Employers don’t need to spend a fortune to provide this for workers: it can be as simple as providing 4-day work weeks, aka ‘summer hours’ during those rare summer months or creating a ‘chill out’ area for employees to take short stress breaks, power nap or meditate.

Even when presenting rewards such as discount vouchers or other gift rewards to employees, employers should personally distribute them on a one-to-one basis and thank them in person. This can be done by the manager of each team or even the managing director in a smaller office because while a gift can be appreciated, people tend to remember personal conversations for a longer period of time.
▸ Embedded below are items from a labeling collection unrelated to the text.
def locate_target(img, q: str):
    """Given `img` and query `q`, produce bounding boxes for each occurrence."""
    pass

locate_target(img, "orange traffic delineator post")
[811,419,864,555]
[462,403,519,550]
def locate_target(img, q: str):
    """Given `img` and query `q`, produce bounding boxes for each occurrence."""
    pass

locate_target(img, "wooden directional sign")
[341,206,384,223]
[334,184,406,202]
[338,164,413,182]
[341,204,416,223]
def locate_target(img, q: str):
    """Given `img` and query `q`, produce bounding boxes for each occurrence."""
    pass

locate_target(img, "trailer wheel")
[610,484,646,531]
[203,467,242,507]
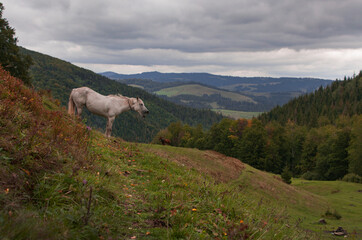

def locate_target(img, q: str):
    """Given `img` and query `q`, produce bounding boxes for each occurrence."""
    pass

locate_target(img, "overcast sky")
[1,0,362,79]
James Kelly acknowledges: “Recognition is all about showing employees we appreciate them, not necessarily buying them. Obviously, if you can afford an extravagant trip at the end of the year for top performers, this will certainly engage your team. But as long as you show employees you value them, a simple bottle of bubbly, high street or spa voucher, or a meal out on the company, will do the job.”
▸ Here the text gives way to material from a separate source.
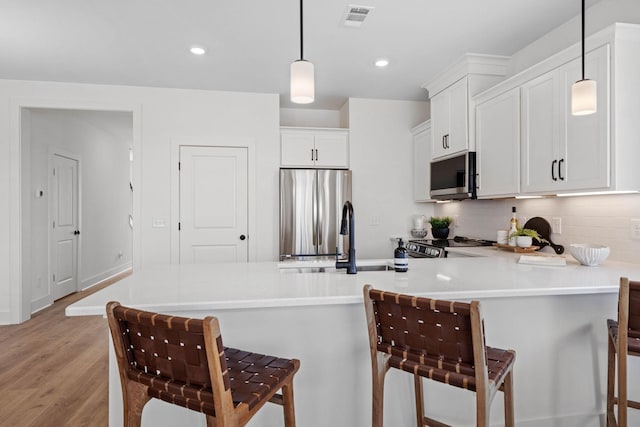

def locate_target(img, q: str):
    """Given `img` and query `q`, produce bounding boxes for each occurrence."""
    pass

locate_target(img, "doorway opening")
[20,107,134,319]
For SMEs with a limited budget, according to research from American Express, over a third (38%) of choose to reward high-performing employees using the ‘employee of the month’ model. Although this does show recognition from an organisation, rewarding an individual can, in turn, dishearten the rest of the workforce or create an environment of unhealthy internal competition.

Companies should not worry too much about the expense of the rewards – a simple thank you has proven to go a long way with employers, and card with a verbal thank you from a manager will often do the job.

Marcus Underhill, director of engagement and insights at Staffcare, reiterates this point stating, "In most statistical analysis of the value of recognition the value of a simply thank you and well-done face-to-face often comes out on top. You can't be too prescriptive on engagement – it is cultural.   Managers need the space and time to do it their own way within guidelines.  Telling everyone to say "thank you" every day doesn't get the outcome intended."

To recognise employees throughout the year it pays to have a good continuous strategy in place. Online schemes work particularly well for ongoing recognition as they enable businesses to acknowledge staff for a wide range of achievements, rewards and goals can easily be adjusted to suit different seasons, and employees can instantly reap the rewards.

One element that businesses sometimes miss when it comes to reward and recognition is peer-to-peer recognition. It's easy to only think about reward criteria for a senior management team to enable them to thank the hard working staff, however encouraging peer-to-peer recognition will promote a culture of recognition in your company, boosting employee engagement across the board.

Other companies have made use of platforms similar to Facebook to which only employees within a company have access. On such platforms, they can share their achievements on a daily basis, and shine a light on benefits that they have been using and how they have utilised them for their betterment. This is not only a way for workers to be engaged with their reward platform but also has an element of recognition as they are able to share their good work and have their fellow employees and management take notice by liking or commenting on these achievements.

Adding this extra layer will give your employees an opportunity to be recognised for various elements all year round including behaviour, as well as reaching sales targets. It will also give every employee an opportunity to achieve recognition for something they are good at. Not every member of a team will be the top sales person, but enabling staff to be rewarded for their personal strengths means they will stay motivated and engaged throughout the year.

Regardless of company size or budgets, keeping a workforce engaged is achievable by being innovative and creative. What is most important is to keep it personal and to involve every single employee in the company, which will in turn boost company morale, increase engagement and retain talented staff members.